Prepare scripts for exercises below using argparse to build the appropriate command line.
Output lists should be sorted (by residue o atom number) when appropriate and formatted for an easier read.
Upload a tar.gz file with codes (or github link) and examples of the output for each exercise.
Output should be properly formatted.
- Determine the list of pairs of residues whose CA atoms are closer than a given distance
Parameters: PDB file name, distance.
- Generate a list of all atoms for a given residue number
Parameters: PDB file name, Residue number (Including Chain if applicable)

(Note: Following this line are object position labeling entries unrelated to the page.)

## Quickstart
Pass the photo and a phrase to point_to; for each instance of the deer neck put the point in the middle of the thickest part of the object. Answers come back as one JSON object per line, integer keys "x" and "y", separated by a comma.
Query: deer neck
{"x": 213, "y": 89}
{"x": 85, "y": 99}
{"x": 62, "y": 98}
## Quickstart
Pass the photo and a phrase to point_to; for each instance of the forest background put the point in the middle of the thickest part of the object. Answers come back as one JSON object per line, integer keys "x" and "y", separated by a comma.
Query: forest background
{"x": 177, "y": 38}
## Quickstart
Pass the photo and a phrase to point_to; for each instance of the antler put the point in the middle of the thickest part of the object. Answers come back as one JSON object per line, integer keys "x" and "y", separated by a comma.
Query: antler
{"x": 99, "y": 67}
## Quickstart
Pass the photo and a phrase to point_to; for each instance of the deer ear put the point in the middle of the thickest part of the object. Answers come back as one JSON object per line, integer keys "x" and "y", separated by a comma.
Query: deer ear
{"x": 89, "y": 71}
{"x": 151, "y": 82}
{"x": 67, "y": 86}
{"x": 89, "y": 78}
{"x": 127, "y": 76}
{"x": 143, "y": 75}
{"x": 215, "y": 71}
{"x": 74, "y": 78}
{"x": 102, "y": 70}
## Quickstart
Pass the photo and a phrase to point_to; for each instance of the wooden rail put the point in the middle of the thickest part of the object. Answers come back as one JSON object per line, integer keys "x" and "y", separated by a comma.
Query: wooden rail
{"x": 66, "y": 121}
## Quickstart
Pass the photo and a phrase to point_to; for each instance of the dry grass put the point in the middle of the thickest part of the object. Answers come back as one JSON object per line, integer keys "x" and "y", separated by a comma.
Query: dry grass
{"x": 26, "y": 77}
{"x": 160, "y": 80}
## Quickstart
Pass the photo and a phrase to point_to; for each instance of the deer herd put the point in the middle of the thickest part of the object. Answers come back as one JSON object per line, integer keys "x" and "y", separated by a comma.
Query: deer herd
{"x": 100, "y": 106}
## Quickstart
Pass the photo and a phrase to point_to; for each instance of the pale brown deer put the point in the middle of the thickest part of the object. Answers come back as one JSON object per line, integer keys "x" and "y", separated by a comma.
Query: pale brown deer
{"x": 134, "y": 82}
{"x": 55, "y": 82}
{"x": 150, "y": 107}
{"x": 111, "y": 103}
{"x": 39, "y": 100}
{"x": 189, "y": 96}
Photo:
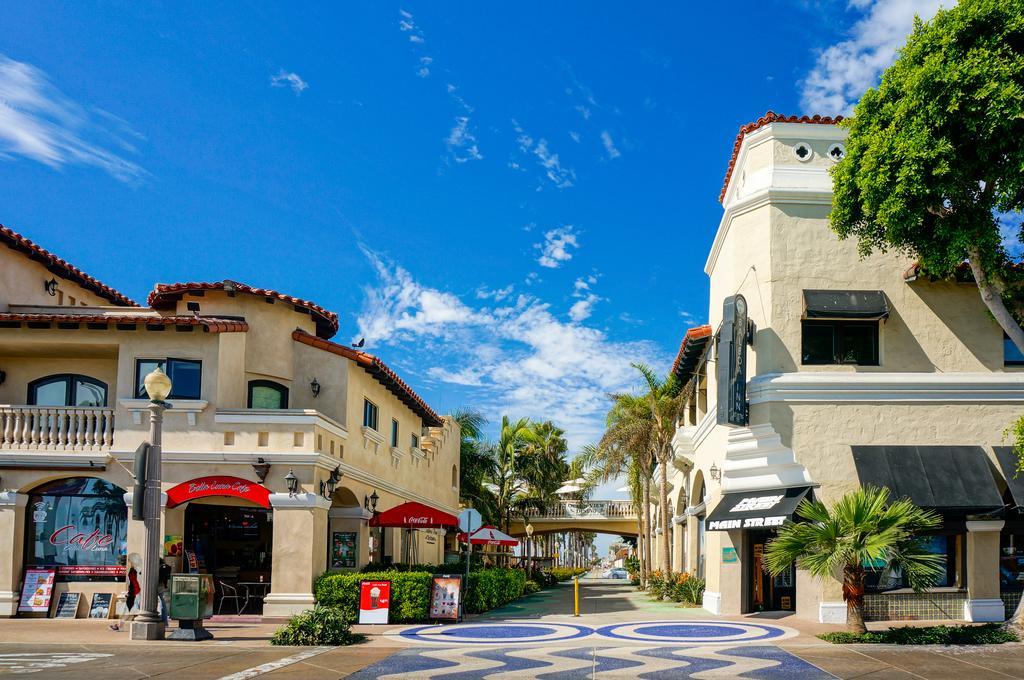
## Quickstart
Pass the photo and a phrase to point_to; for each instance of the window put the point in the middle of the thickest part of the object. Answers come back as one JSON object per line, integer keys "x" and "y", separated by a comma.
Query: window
{"x": 369, "y": 414}
{"x": 949, "y": 546}
{"x": 68, "y": 390}
{"x": 185, "y": 376}
{"x": 1011, "y": 355}
{"x": 78, "y": 525}
{"x": 840, "y": 342}
{"x": 267, "y": 394}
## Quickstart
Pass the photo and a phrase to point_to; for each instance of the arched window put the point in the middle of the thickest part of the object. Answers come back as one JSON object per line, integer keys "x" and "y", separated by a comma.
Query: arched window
{"x": 68, "y": 389}
{"x": 267, "y": 394}
{"x": 78, "y": 525}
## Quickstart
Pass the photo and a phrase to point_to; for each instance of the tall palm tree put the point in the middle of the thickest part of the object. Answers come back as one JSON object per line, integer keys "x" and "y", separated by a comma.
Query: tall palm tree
{"x": 666, "y": 401}
{"x": 862, "y": 527}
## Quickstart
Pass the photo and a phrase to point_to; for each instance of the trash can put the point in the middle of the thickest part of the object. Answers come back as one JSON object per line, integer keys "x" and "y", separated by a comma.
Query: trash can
{"x": 192, "y": 601}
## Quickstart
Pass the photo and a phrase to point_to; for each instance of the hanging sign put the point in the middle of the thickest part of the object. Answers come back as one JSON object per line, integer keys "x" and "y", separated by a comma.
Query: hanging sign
{"x": 444, "y": 597}
{"x": 375, "y": 601}
{"x": 68, "y": 605}
{"x": 218, "y": 485}
{"x": 37, "y": 591}
{"x": 735, "y": 334}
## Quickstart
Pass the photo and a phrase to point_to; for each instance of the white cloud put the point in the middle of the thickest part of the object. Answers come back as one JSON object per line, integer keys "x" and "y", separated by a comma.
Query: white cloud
{"x": 557, "y": 247}
{"x": 609, "y": 144}
{"x": 553, "y": 171}
{"x": 39, "y": 122}
{"x": 288, "y": 79}
{"x": 461, "y": 141}
{"x": 846, "y": 70}
{"x": 515, "y": 357}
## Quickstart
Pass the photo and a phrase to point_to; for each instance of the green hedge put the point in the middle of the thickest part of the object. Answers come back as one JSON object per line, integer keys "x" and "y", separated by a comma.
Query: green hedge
{"x": 493, "y": 588}
{"x": 411, "y": 591}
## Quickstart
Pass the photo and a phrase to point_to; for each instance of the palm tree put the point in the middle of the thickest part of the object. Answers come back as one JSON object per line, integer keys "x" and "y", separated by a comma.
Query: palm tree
{"x": 666, "y": 401}
{"x": 862, "y": 527}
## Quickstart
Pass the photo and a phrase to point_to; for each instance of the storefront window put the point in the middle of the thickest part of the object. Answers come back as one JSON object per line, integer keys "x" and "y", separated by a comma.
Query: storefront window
{"x": 949, "y": 546}
{"x": 80, "y": 526}
{"x": 1012, "y": 559}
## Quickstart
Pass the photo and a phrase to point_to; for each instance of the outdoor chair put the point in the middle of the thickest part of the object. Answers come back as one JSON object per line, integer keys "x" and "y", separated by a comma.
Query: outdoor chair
{"x": 231, "y": 593}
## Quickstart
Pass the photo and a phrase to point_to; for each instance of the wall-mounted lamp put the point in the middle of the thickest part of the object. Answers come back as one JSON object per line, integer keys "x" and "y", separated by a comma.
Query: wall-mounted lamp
{"x": 261, "y": 468}
{"x": 328, "y": 485}
{"x": 292, "y": 481}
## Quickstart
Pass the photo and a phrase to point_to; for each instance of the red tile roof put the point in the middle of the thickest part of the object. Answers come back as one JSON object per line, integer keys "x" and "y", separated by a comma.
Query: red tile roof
{"x": 61, "y": 267}
{"x": 767, "y": 119}
{"x": 689, "y": 350}
{"x": 165, "y": 295}
{"x": 211, "y": 324}
{"x": 378, "y": 370}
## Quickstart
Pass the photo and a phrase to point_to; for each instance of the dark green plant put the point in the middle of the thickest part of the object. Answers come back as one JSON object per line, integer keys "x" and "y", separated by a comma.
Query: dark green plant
{"x": 320, "y": 626}
{"x": 862, "y": 527}
{"x": 986, "y": 634}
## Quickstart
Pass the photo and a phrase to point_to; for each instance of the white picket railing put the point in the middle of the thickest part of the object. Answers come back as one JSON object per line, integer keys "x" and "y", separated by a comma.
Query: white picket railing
{"x": 55, "y": 428}
{"x": 585, "y": 510}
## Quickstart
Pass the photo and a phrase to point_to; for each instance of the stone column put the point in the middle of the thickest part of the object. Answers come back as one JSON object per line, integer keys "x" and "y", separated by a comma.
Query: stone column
{"x": 299, "y": 552}
{"x": 11, "y": 549}
{"x": 983, "y": 570}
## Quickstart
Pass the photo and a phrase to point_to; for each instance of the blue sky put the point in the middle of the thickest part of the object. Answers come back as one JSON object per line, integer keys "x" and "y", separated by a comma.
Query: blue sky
{"x": 510, "y": 203}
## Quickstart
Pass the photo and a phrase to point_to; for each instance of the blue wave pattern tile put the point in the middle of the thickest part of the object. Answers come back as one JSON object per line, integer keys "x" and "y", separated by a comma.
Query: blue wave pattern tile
{"x": 562, "y": 663}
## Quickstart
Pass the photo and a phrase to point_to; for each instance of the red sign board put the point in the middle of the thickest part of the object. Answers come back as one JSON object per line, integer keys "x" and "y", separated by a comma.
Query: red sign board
{"x": 218, "y": 485}
{"x": 375, "y": 600}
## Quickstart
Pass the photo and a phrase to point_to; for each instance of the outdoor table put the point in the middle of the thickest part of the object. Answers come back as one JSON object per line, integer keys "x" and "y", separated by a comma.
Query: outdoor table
{"x": 255, "y": 590}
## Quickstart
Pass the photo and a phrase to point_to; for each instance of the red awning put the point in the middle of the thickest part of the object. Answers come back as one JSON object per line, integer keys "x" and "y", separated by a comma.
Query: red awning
{"x": 414, "y": 515}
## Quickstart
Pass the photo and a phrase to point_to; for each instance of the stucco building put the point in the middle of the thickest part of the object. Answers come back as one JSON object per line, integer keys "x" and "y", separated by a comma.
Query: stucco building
{"x": 259, "y": 389}
{"x": 857, "y": 371}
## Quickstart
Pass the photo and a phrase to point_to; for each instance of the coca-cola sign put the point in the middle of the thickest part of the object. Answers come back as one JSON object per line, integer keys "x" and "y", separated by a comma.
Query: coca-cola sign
{"x": 218, "y": 485}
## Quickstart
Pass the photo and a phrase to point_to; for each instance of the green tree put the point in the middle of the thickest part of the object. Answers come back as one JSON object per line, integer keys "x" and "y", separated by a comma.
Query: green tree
{"x": 861, "y": 528}
{"x": 666, "y": 402}
{"x": 935, "y": 154}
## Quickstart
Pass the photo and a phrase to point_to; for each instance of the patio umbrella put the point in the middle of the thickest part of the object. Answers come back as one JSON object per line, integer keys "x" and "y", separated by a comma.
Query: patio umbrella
{"x": 489, "y": 536}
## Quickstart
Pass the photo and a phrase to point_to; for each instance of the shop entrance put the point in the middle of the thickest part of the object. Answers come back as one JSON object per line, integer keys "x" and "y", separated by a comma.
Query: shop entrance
{"x": 765, "y": 592}
{"x": 233, "y": 543}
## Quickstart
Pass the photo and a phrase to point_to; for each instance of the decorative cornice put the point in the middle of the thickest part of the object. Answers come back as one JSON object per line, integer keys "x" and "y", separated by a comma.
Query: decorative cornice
{"x": 888, "y": 387}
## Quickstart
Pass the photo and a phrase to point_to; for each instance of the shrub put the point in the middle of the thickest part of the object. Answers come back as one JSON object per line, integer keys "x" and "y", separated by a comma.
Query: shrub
{"x": 320, "y": 626}
{"x": 687, "y": 589}
{"x": 986, "y": 634}
{"x": 493, "y": 588}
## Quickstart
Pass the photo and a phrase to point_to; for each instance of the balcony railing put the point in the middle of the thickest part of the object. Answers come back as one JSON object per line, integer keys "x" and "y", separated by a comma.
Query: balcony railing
{"x": 55, "y": 428}
{"x": 585, "y": 510}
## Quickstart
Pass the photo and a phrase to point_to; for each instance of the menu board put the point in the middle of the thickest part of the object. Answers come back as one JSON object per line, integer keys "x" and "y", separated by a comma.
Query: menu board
{"x": 444, "y": 597}
{"x": 37, "y": 590}
{"x": 68, "y": 605}
{"x": 344, "y": 550}
{"x": 100, "y": 607}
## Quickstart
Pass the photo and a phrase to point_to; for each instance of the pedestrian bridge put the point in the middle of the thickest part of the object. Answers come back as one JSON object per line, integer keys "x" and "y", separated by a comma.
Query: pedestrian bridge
{"x": 599, "y": 516}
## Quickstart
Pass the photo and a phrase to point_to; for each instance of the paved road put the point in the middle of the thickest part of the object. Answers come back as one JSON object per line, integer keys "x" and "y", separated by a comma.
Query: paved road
{"x": 622, "y": 634}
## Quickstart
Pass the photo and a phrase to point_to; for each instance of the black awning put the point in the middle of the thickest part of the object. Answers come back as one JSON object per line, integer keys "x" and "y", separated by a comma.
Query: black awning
{"x": 956, "y": 478}
{"x": 1008, "y": 465}
{"x": 763, "y": 509}
{"x": 845, "y": 304}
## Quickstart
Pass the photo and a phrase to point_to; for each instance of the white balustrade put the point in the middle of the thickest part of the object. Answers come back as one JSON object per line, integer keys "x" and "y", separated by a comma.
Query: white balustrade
{"x": 55, "y": 428}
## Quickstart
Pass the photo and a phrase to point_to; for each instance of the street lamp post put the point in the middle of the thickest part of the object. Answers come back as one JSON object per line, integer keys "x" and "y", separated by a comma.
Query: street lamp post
{"x": 148, "y": 625}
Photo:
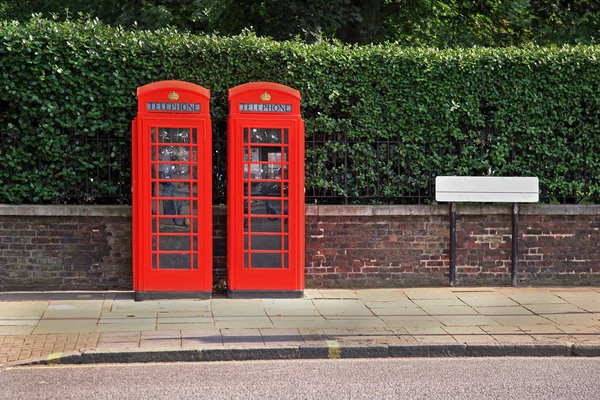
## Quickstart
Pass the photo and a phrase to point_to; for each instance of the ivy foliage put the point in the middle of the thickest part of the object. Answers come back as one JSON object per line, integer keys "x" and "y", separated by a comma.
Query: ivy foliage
{"x": 381, "y": 120}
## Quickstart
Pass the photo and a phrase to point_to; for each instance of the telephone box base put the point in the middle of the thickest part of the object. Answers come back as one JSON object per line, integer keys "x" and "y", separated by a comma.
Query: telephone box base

- Determine all possible hydrogen bonds (Polar atoms at less than 3.5 Å).
Parameters: PDB file name. Optional: cut-off distance (defaults to 3.5)
- Generate a list of all CA atoms of given residue type with coordinates
Parameters: PDB file name, residue type. Optional: accept residue codes in one- or three-letter formats automatically
- Generate a list of backbone connectivity (i.e. which residues are linked by ordinary peptide bonds).
Parameters: PDB file name. Optional: Cut-off distance for peptide bonds (defaults to 2.5)
-
Id 4, but for disulphide bonds.
-
Print distances between all atom pairs of two given residues
Parameters: PDB file name, Residue 1, Residue 2
Hints
General
Bio.PDB uses a hierarchical set of lists to store the structure Structure
|- Models
|- Chains
|- Residues
|- Atoms
Each level holds a list of elements of the child level (i.e. a Chain is a list of Residues) Each element has a specific .id element:
-
Models: Number of model (integer),
-
Chains: chain id (A, B,...), case sensitive,
-
Residues: Tuple where the second element is the residue number, i.e. (‘’,24,’’).
-
Atoms: Atom name
Any element can be accessed directly using the ids: Structure[0][‘B’][24][‘CA’] would correspond to Atom CA in residue number 24 of Chain B of Model 0
.get_parent() for all elements gives the corresponding parent element.
.get_residues() , .get_atoms() provide residues or atom lists for all elements
Each element has specific fields and functions with the information regarding that element, check Bio.PDB reference
https://biopython.org/docs/1.75/api/Bio.PDB.Atom.html,
https://biopython.org/docs/1.75/api/Bio.PDB.Residue.html,
https://biopython.org/docs/1.75/api/Bio.PDB.Chain.html
Hints for Exercises
Argparse. Follow ex_cmd_line.py for a simple command line. Adapt the example to the required parameters for the following exercises.
Output format. Feel free to format the output as desired, as long as it contains the required information. You may use residue_id() and atom_id() functions (defined in the example Notebook) to your convenience.
- Use ex_distances.py as a template. Select CA atoms only for each residue and either 1) iterate over all pair of residues and check distances, or 2) use the NeighborSearch module as in the example
- Follow ex_list_res.py example
- Adapt exercise 1 to select pairs of polars atoms (O, N, S) that form a possible Hydrogen bond, using a distance criterium (dist < 3.5 Å)
- Iterate over all residues and select those matching the required residue type. For residues selected, print the required information.
- Ordinary peptide bonds are made between atom C of one residue and atom N of the following, Usual distance should be below 2 Å. Following the same approach in exercises 1, or 3, find pairs of C-N atoms from different residues that are closer than 2 Å.
- Disulphide bons are formed between S atoms of Cys Residues when they are at the appropriate distance (around 1.9 Å). Using the same approach as 1, 3, or 5, find S-S contacts. Allow some more distance to access structure variability.
- Select the desired residues and follow ex_distances_2res.py example.